Once the corrective treatment is complete for one eye, the corneal flap is put back in place without the need for sutures, and the same treatment is applied to the other eye..
What is recovery like after Monovision LASIK eye surgery?
After laser eye surgery, there may be some slight blurred vision and minor irritation of the eyes, which usually clears within 24 to 48 hours.
A nap immediately following eye surgery and rest for 24 hours after that are recommended.
The patient will have a follow-up exam on the same day as LASIK surgery in the afternoon.
Eyedrops will be prescribed for comfort and healing in the days following surgery. The patient is responsible for following the supplied eye care instructions once home for the best outcome.
Healing occurs quickly, and there is a dramatic improvement in eyesight soon after the surgery, with most people returning to work after 24 hours of rest.
Avoiding certain activities, such as swimming or contact sports, is recommended for several weeks.
Who is a candidate for Monovision LASIK?
For carefully screened patients, Monovision LASIK is a well-tolerated vision correction, and most who choose it are satisfied with both their near and distant vision results. Monovision LASIK is not the perfect solution to presbyopia for all patients. About 15% of patients notice certain trade-offs, including difficulty with high-performance sports, fatigue, eye strain, or blurred vision with intricate close-up or intermediate work (such as working on a computer), or flare, burn, and glare with night driving. Part-time reading or driving eyeglasses may be recommended and prescribed to provide relief in some of these cases.
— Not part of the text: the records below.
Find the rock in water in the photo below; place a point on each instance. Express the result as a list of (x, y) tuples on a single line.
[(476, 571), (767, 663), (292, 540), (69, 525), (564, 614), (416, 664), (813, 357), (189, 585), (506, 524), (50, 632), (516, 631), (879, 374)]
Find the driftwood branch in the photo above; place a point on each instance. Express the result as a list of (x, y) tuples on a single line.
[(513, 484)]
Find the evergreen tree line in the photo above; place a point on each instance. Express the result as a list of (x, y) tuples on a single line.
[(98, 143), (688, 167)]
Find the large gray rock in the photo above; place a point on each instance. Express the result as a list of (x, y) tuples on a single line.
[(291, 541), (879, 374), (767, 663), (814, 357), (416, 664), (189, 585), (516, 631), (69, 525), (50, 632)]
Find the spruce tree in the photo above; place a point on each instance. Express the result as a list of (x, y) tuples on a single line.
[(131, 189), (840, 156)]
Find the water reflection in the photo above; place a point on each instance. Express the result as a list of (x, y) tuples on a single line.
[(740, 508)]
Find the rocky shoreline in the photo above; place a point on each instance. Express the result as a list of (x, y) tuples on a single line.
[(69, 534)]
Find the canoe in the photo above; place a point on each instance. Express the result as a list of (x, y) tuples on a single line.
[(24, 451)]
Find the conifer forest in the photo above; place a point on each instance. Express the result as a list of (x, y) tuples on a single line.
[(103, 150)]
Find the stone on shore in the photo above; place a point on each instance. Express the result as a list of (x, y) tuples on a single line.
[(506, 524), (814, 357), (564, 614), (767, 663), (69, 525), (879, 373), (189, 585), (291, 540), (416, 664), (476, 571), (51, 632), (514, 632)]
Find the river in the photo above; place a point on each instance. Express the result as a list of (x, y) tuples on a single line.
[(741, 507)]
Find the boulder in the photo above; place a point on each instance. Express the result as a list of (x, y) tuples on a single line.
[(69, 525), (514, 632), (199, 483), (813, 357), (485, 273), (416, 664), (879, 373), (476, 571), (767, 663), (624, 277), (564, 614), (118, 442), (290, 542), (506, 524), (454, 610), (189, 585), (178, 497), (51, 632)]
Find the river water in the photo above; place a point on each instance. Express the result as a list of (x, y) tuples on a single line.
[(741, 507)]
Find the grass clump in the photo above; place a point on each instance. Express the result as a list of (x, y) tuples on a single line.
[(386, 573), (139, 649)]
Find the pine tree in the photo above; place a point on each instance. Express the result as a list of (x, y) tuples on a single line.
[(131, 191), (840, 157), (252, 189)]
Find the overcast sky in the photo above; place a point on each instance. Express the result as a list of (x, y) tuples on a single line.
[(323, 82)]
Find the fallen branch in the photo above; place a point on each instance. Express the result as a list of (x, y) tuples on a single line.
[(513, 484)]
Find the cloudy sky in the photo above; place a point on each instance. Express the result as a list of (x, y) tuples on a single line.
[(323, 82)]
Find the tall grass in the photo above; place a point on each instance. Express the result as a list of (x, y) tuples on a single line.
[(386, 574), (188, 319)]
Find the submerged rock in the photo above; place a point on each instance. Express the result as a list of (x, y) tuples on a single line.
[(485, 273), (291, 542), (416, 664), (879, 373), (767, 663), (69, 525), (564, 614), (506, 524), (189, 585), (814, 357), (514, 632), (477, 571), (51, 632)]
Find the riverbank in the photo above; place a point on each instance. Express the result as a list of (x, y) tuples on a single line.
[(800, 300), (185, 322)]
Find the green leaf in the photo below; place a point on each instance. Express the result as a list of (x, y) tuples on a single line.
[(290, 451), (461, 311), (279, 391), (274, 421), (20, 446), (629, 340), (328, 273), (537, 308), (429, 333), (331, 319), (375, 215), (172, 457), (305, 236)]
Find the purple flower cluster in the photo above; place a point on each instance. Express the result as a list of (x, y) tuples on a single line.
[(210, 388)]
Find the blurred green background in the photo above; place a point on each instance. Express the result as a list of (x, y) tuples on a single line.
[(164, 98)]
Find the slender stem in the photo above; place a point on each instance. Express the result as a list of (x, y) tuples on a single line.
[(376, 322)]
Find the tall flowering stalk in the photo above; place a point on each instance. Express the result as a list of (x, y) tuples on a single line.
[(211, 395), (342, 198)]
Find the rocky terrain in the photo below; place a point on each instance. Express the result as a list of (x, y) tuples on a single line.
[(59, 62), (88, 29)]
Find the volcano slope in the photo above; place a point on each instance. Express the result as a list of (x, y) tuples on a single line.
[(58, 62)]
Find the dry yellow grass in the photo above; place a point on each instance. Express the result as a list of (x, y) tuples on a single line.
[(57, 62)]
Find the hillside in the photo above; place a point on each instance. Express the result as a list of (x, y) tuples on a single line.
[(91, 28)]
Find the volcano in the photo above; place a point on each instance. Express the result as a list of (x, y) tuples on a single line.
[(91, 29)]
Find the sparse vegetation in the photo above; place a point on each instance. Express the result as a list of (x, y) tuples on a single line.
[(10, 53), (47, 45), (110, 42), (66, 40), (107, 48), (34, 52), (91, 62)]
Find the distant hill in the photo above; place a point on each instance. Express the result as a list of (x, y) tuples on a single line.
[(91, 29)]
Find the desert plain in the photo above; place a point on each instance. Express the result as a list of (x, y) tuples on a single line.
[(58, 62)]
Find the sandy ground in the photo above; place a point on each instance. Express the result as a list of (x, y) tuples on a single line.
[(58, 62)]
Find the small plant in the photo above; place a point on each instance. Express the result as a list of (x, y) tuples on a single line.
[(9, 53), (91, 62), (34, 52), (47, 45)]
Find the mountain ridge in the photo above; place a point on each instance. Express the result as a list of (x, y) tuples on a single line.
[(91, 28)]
Monovision LASIK eye surgery may be advantageous for eligible patients who:
—are over forty years of age and seeking the convenience and freedom of a lifestyle without glasses or contacts.
—are active in everyday near-vision activities such as reading or detailed work and hobbies, plus active in everyday distance-vision activities like watching TV and driving.
—are not active in high-performance sports such as tennis or motorcycle riding.
—are opposed to wearing reading glasses for near-vision work.
—have tried monovision blended focus vision with a contact lens trial and liked it.
—understand there is the possibility they may need prescription glasses to fine-tune distance vision (so that both eyes have 20/20 vision), which may be necessary for some sports or night driving.
—like the idea that a LASIK re-treatment could undo Monovision LASIK at a later date, if desired.
Who is not a candidate for Monovision LASIK?
The complimentary, initial Limberg LASIK consultation includes a thorough evaluation of eye and general medical health and mental wellness history to ensure that a patient is a fit for a LASIK vision correction procedure. The following are considerations that factor into ineligibility for any of the LASIK vision correction procedures:
—Pregnant or nursing women are not candidates for LASIK eye surgery. Hormones associated with both can cause vision instability. Women are advised to wait for a minimum of three menstrual cycles after nursing has been discontinued before having refractive surgery.
—Patients with chronic dry eye may be ineligible, as LASIK surgery has the potential to dramatically worsen the condition. Dry eye after LASIK is a common side effect, affecting more than 50 percent of patients.
—Patients with an underlying eye condition, like keratoconus, cataracts, or glaucoma, are most likely ineligible for LASIK eye surgery vision correction.
—Serious health conditions like autoimmune disorders and diabetes will likely rule a patient out as a candidate. Similarly, any condition that could inhibit proper healing might affect eligibility.
At Limberg LASIK, our goal is to help patients be satisfied with their vision. One of the ways we achieve this is by providing our patients with accurate and helpful information so they can make good decisions about LASIK procedures.